Protecting DNP3-SAB (SAv6): A Quantum-Safe Hybrid Authentication Protocol With Moving Target Defense

Legacy SCADA protocols like DNP3 are vital for smart grid communications but lack robust defenses against modern cyber threats, especially from quantum computing. Current security enhancements, such as DNP3 Secure Authentication (DNP3-SA) and its broadcast variant (DNP3-SAB), are vulnerable due to their reliance on classical cryptography and static configurations. This paper introduces a Quantum-Safe Hybrid Authentication Protocol with Moving Target Defense (MTD), which combines post-quantum ML-KEM lattice-based cryptography with classical ECC-Diffie-Hellman key exchanges to protect against both classical and quantum attacks. The protocol employs MTD to dynamically reconfigure identities and network settings, disrupting reconnaissance and persistent attacks.
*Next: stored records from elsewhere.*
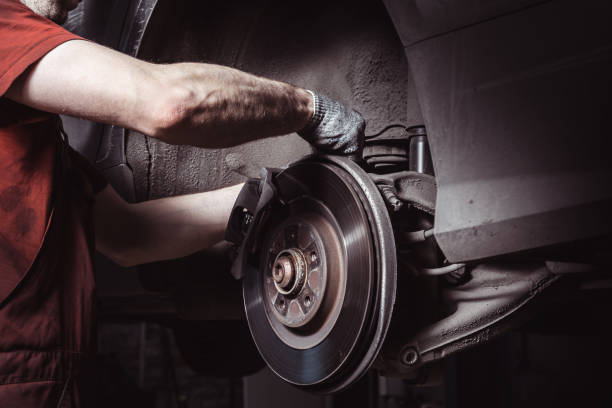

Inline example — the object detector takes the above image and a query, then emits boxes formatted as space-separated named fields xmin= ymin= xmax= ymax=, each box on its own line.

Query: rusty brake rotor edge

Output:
xmin=243 ymin=156 xmax=396 ymax=393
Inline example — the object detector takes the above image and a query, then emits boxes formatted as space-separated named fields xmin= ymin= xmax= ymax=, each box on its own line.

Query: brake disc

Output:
xmin=243 ymin=156 xmax=396 ymax=393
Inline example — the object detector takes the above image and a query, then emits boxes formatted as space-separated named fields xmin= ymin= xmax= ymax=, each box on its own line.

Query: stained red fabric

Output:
xmin=0 ymin=0 xmax=106 ymax=408
xmin=0 ymin=0 xmax=84 ymax=300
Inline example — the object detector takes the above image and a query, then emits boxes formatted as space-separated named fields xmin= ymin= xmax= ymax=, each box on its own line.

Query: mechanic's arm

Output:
xmin=6 ymin=40 xmax=365 ymax=154
xmin=94 ymin=184 xmax=242 ymax=266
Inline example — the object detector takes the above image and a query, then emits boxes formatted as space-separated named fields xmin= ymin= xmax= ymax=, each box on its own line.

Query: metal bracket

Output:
xmin=225 ymin=168 xmax=280 ymax=279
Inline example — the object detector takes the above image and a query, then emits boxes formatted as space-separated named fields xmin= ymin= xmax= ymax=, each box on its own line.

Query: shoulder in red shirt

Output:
xmin=0 ymin=0 xmax=101 ymax=301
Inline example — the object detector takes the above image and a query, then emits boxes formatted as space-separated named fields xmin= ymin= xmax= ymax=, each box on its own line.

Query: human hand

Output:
xmin=298 ymin=91 xmax=366 ymax=159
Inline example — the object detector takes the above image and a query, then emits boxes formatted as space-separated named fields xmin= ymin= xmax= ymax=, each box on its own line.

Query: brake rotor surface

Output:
xmin=243 ymin=157 xmax=396 ymax=393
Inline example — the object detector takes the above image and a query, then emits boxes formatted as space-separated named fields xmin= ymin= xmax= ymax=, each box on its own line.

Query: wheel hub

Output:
xmin=243 ymin=158 xmax=395 ymax=392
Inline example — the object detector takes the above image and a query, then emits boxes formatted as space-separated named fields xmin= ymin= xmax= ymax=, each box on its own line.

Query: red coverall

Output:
xmin=0 ymin=0 xmax=106 ymax=408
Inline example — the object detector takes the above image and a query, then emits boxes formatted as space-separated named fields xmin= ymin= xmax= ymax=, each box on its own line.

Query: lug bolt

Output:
xmin=272 ymin=256 xmax=294 ymax=289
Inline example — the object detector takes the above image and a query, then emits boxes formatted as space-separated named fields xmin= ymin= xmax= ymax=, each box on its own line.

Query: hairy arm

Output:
xmin=6 ymin=40 xmax=314 ymax=147
xmin=94 ymin=184 xmax=242 ymax=266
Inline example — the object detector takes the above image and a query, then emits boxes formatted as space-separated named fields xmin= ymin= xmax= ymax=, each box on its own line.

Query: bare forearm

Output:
xmin=6 ymin=40 xmax=314 ymax=147
xmin=157 ymin=63 xmax=314 ymax=147
xmin=96 ymin=185 xmax=242 ymax=266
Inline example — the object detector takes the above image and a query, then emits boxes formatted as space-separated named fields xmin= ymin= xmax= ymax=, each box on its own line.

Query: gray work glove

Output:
xmin=297 ymin=91 xmax=365 ymax=159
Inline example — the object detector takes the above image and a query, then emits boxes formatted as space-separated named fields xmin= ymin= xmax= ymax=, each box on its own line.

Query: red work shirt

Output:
xmin=0 ymin=0 xmax=102 ymax=301
xmin=0 ymin=0 xmax=106 ymax=408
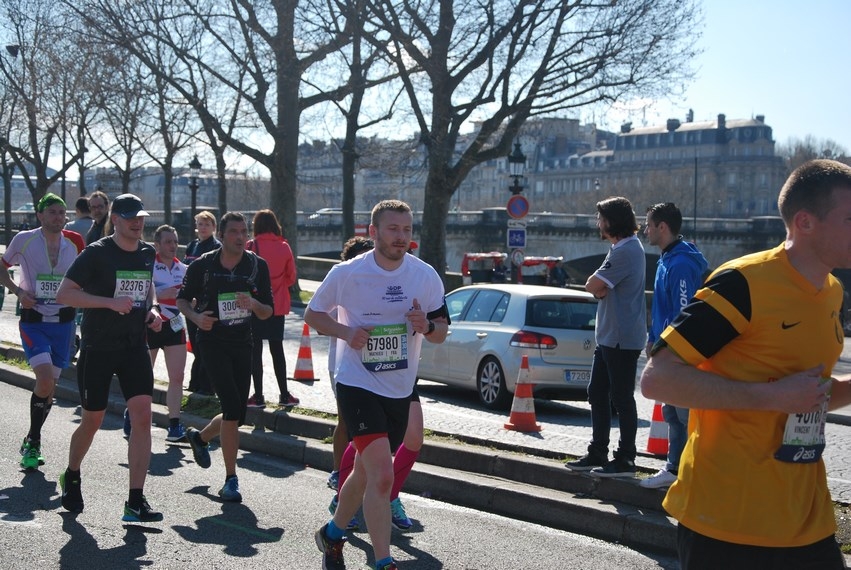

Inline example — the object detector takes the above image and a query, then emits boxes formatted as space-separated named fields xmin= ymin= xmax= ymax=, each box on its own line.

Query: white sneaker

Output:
xmin=638 ymin=469 xmax=677 ymax=489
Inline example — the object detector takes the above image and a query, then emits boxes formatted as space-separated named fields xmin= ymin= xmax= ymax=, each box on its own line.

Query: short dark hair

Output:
xmin=219 ymin=212 xmax=247 ymax=236
xmin=647 ymin=202 xmax=683 ymax=236
xmin=89 ymin=190 xmax=109 ymax=205
xmin=777 ymin=159 xmax=851 ymax=227
xmin=251 ymin=209 xmax=283 ymax=236
xmin=340 ymin=236 xmax=375 ymax=261
xmin=370 ymin=200 xmax=412 ymax=227
xmin=597 ymin=196 xmax=638 ymax=239
xmin=74 ymin=196 xmax=92 ymax=214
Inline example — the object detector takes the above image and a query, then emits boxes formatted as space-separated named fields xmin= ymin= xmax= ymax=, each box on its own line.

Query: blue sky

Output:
xmin=597 ymin=0 xmax=851 ymax=154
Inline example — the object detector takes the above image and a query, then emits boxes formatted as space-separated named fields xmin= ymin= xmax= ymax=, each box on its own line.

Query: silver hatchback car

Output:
xmin=417 ymin=284 xmax=597 ymax=410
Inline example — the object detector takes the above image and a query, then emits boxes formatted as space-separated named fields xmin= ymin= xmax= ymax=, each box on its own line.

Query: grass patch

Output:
xmin=291 ymin=407 xmax=337 ymax=422
xmin=180 ymin=396 xmax=222 ymax=419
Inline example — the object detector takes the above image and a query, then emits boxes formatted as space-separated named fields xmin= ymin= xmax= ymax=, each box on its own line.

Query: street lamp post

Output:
xmin=508 ymin=143 xmax=526 ymax=196
xmin=691 ymin=151 xmax=697 ymax=243
xmin=505 ymin=142 xmax=529 ymax=283
xmin=189 ymin=154 xmax=201 ymax=224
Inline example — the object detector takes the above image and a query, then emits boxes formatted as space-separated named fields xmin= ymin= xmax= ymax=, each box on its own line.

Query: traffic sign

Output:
xmin=505 ymin=194 xmax=529 ymax=220
xmin=508 ymin=228 xmax=526 ymax=248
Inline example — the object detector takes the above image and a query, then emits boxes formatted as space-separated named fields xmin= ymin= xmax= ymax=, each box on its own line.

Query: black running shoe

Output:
xmin=59 ymin=471 xmax=83 ymax=513
xmin=121 ymin=497 xmax=163 ymax=522
xmin=314 ymin=524 xmax=346 ymax=570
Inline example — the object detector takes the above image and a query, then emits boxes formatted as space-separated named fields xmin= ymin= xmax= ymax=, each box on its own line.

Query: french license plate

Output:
xmin=564 ymin=370 xmax=591 ymax=384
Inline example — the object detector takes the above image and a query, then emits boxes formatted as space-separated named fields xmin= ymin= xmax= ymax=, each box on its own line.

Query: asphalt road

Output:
xmin=0 ymin=374 xmax=676 ymax=570
xmin=0 ymin=281 xmax=851 ymax=503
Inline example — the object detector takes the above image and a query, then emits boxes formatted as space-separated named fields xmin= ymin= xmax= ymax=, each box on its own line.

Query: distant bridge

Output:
xmin=298 ymin=208 xmax=786 ymax=272
xmin=0 ymin=207 xmax=786 ymax=278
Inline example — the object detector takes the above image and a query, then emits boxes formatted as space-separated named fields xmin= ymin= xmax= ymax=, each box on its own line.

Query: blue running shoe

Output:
xmin=314 ymin=524 xmax=346 ymax=570
xmin=219 ymin=475 xmax=242 ymax=503
xmin=390 ymin=497 xmax=414 ymax=531
xmin=165 ymin=424 xmax=186 ymax=442
xmin=186 ymin=428 xmax=210 ymax=469
xmin=326 ymin=471 xmax=340 ymax=491
xmin=124 ymin=408 xmax=132 ymax=437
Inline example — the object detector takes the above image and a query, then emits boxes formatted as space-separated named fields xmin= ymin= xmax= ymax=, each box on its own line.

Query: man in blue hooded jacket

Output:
xmin=640 ymin=202 xmax=709 ymax=489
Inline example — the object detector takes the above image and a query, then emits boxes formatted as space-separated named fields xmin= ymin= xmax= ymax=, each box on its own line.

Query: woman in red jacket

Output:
xmin=246 ymin=210 xmax=299 ymax=408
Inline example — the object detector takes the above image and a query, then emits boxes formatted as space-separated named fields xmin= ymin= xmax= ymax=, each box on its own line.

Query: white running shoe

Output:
xmin=638 ymin=469 xmax=677 ymax=489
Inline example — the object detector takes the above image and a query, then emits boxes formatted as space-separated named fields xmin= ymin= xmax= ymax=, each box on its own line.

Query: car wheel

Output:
xmin=476 ymin=357 xmax=511 ymax=410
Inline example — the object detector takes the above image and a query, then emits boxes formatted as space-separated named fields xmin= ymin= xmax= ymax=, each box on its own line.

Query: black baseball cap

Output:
xmin=110 ymin=194 xmax=150 ymax=216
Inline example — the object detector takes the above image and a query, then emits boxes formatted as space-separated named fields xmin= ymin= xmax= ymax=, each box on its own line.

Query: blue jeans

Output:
xmin=662 ymin=404 xmax=688 ymax=473
xmin=588 ymin=345 xmax=641 ymax=461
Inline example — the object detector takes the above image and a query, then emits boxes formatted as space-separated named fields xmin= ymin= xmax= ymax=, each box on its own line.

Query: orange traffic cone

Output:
xmin=292 ymin=323 xmax=318 ymax=382
xmin=647 ymin=402 xmax=668 ymax=456
xmin=505 ymin=354 xmax=541 ymax=431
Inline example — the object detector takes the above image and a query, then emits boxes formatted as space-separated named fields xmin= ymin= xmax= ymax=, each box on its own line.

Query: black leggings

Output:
xmin=251 ymin=338 xmax=287 ymax=398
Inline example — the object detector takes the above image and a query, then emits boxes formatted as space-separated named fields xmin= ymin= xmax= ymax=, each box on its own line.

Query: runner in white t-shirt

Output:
xmin=0 ymin=193 xmax=77 ymax=470
xmin=304 ymin=200 xmax=448 ymax=568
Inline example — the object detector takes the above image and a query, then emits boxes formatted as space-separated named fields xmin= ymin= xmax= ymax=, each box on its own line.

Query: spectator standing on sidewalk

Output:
xmin=177 ymin=212 xmax=274 ymax=502
xmin=246 ymin=210 xmax=299 ymax=408
xmin=183 ymin=210 xmax=222 ymax=396
xmin=639 ymin=202 xmax=709 ymax=489
xmin=641 ymin=160 xmax=851 ymax=570
xmin=148 ymin=225 xmax=186 ymax=442
xmin=0 ymin=193 xmax=77 ymax=469
xmin=567 ymin=197 xmax=647 ymax=477
xmin=56 ymin=194 xmax=163 ymax=522
xmin=304 ymin=200 xmax=448 ymax=570
xmin=86 ymin=190 xmax=109 ymax=245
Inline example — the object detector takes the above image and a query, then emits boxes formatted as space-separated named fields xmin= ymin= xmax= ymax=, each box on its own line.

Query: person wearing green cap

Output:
xmin=0 ymin=193 xmax=77 ymax=470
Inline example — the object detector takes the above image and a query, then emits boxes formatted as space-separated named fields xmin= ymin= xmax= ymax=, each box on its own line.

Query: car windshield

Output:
xmin=526 ymin=298 xmax=597 ymax=330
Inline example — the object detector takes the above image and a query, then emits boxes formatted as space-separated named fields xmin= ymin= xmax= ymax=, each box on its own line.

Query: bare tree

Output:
xmin=0 ymin=0 xmax=90 ymax=201
xmin=89 ymin=54 xmax=158 ymax=194
xmin=777 ymin=135 xmax=848 ymax=172
xmin=65 ymin=0 xmax=360 ymax=253
xmin=362 ymin=0 xmax=699 ymax=276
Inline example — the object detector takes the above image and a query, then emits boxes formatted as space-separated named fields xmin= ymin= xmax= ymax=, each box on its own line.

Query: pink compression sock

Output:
xmin=390 ymin=443 xmax=420 ymax=501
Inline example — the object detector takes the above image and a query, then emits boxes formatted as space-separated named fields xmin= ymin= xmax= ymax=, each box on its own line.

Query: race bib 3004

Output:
xmin=218 ymin=291 xmax=251 ymax=327
xmin=361 ymin=323 xmax=408 ymax=372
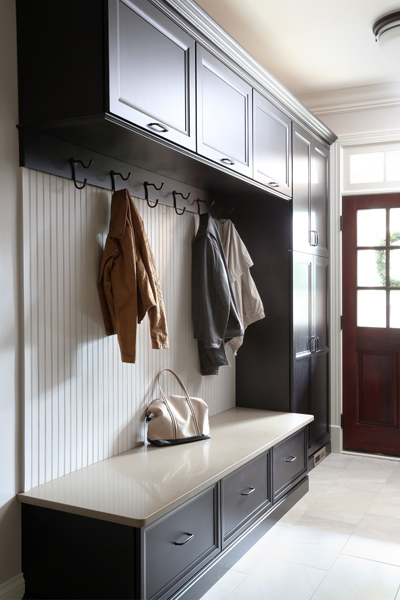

It includes four phases: synchronization, key agreement, key update, and MTD-driven authentication, ensuring secure, low-latency communication. Formal analysis in universal composability framework confirms mutual authentication and session key secrecy, while Scyther tool verification demonstrates resilience against adversarial exploits. Performance evaluations show efficiency comparable to DNP3-SAB. Overall, this hybrid approach significantly enhances the security of legacy SCADA systems against evolving cyber-physical threats. For the real-world deployment, to benefit wider stakeholders, we provide a handy plug-and-play (HPP) module, which is a takeaway from this research.